Google Groups no longer supports new Usenet posts or subscriptions. Historical content remains viewable.
Dismiss

expressive iteration with macros

66 views
Skip to first unread message

Kaz Kylheku

unread,
Apr 23, 2022, 10:43:47 PM4/23/22
to
$ cppawk '
#include <iter.h>
#include <cons.h>

#define NAME $1
#define UID $3

BEGIN {
FS = ":"
loop (records("/etc/passwd"),
maximizing(max_uid, UID),
argmax(longest_name_uid, UID, length(NAME)),
argmax(longest_name, NAME, length(NAME)),
from(line, 1),
counting(roots, UID == 0),
argmax(longest_name_line, line, length(NAME)),
if (NAME ~ /^r/, collect(start_with_r, NAME)))
; // empty
print "highest observed UID:", max_uid
print "number of superuser aliases:", roots
print "UID with longest name:", longest_name_uid
print "line in file with longest name:", longest_name_line
print "longest name:", longest_name
print "names starting with 'r':", sexp(start_with_r)
}'
highest observed UID: 65534
number of superuser aliases: 1
UID with longest name: 123
line in file with longest name: 43
longest name: gnome-initial-setup
names starting with r: ("root" "rtkit")


--
TXR Programming Language: http://nongnu.org/txr
Cygnal: Cygwin Native Application Library: http://kylheku.com/cygnal

Kpop 2GM

unread,
May 28, 2022, 7:42:57 AM5/28/22
to
so you implemented something resembling the functionality of SQL SELECT statement GROUP BY ?

Kaz Kylheku

unread,
May 28, 2022, 12:43:19 PM5/28/22
to
On 2022-05-28, Kpop 2GM <jason....@gmail.com> wrote:
> so you implemented something resembling the functionality of SQL
> SELECT statement GROUP BY ?

No such thing appears in the example you replied to, so funny you should
mention it; but in fact I have a group_by function in the <array.h>
header, which is still undocumented.

https://www.kylheku.com/cgit/cppawk/tree/cppawk-include/array.h

I don't know SQL, but this is like the group-by function you
find in some dynamic programming languages.

Here is a quick demo.

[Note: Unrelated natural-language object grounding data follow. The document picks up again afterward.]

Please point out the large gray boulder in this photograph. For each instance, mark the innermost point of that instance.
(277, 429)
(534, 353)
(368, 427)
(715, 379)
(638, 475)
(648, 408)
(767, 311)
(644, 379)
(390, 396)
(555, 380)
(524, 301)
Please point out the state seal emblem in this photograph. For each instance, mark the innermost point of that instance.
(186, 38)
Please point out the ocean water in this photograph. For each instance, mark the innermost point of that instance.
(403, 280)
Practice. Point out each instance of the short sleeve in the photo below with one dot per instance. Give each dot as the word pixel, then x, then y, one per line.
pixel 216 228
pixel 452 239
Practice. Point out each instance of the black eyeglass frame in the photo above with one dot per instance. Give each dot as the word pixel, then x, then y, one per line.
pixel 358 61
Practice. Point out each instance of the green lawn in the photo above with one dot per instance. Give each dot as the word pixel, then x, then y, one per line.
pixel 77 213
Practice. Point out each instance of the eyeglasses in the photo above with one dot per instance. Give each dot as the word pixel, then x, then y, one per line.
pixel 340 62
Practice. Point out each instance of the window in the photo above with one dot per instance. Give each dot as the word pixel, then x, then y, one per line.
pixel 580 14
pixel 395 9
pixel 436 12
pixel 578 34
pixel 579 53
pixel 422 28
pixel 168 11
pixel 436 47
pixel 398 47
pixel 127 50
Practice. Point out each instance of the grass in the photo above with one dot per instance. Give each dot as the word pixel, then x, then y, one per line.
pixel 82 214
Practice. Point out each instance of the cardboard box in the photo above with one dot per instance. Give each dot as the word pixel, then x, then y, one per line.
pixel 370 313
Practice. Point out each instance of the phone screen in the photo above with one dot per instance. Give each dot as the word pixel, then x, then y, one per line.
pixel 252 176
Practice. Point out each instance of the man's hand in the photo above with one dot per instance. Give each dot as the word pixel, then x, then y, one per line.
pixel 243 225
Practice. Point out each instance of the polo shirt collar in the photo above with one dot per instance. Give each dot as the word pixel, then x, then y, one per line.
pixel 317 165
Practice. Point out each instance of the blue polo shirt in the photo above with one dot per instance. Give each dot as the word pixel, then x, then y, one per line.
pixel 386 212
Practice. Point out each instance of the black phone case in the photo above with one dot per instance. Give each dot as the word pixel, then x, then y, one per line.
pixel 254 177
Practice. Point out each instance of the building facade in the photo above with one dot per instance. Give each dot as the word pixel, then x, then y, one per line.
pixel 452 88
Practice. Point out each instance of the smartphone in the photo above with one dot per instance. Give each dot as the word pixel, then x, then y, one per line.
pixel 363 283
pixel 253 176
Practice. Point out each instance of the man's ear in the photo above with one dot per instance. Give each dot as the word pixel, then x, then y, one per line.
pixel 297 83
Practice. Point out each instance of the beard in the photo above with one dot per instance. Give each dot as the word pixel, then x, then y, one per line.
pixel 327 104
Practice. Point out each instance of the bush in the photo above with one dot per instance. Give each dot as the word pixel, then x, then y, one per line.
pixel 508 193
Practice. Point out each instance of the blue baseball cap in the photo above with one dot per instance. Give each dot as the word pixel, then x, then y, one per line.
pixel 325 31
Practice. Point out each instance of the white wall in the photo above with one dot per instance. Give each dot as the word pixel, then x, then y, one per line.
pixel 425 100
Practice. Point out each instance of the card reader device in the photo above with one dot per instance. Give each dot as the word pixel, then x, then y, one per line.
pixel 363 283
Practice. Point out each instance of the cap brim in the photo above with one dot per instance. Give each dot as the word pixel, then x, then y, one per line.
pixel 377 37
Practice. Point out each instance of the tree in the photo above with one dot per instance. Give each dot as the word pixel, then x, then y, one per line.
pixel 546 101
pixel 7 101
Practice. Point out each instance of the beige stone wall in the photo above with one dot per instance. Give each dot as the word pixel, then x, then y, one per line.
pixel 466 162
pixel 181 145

First, a background warmup. Let's write
an uncoditional action which builds a list of cons cell pairs
made from fields $1 and $2, pushing them onto the lst variable:

./cppawk '
#include <cons.h>
#include <array.h>
{ push(cons($1, $2), lst) }
END { print sexp(lst) }'
a 1
a 2
a 3
b 1
a 4
c 2
c 3
[Ctrl-D][Enter]
(("c" . 3) ("c" . 2) ("a" . 4) ("b" . 1) ("a" . 3) ("a" . 2) ("a" . 1))

OK, now let's introduce group-by:

./cppawk '
#include <cons.h>
#include <array.h>
#include <fun.h>
{ push(cons($1, $2), lst) }
END { group_by(fun(car), lst, arr);
for (i in arr) print i, sexp(arr[i]) }'
a 1
a 2
a 3
b 1
a 4
c 2
c 3
[Ctrl-D][Enter]
a (("a" . 4) ("a" . 3) ("a" . 2) ("a" . 1))
b (("b" . 1))
c (("c" . 3) ("c" . 2))

group_by has populated the array arr with keys a, b, c,
each one tied to a list of those cons pair items which
have that key.

group_by(fun(car), lst, arr) means: for each item x in list,
apply the car function to extract the key k as if by k = car(x).
Then collect the item x into a list that is specific to k.
Each such collected then appears as arr[k] in the array.

Kpop 2GM

unread,
May 28, 2022, 4:36:31 PM5/28/22
to
impressive library indeed. i took a lot at your GIT tree.

I guess i come from a completely different angle in terms off adding on features to awk - i made mine to be

- all still at scripting level,
- make close to zero amount of external calls (other than benchmarking utility - only mawk2 gives me sub-second timestamps, the rest i need to go to gnu-date)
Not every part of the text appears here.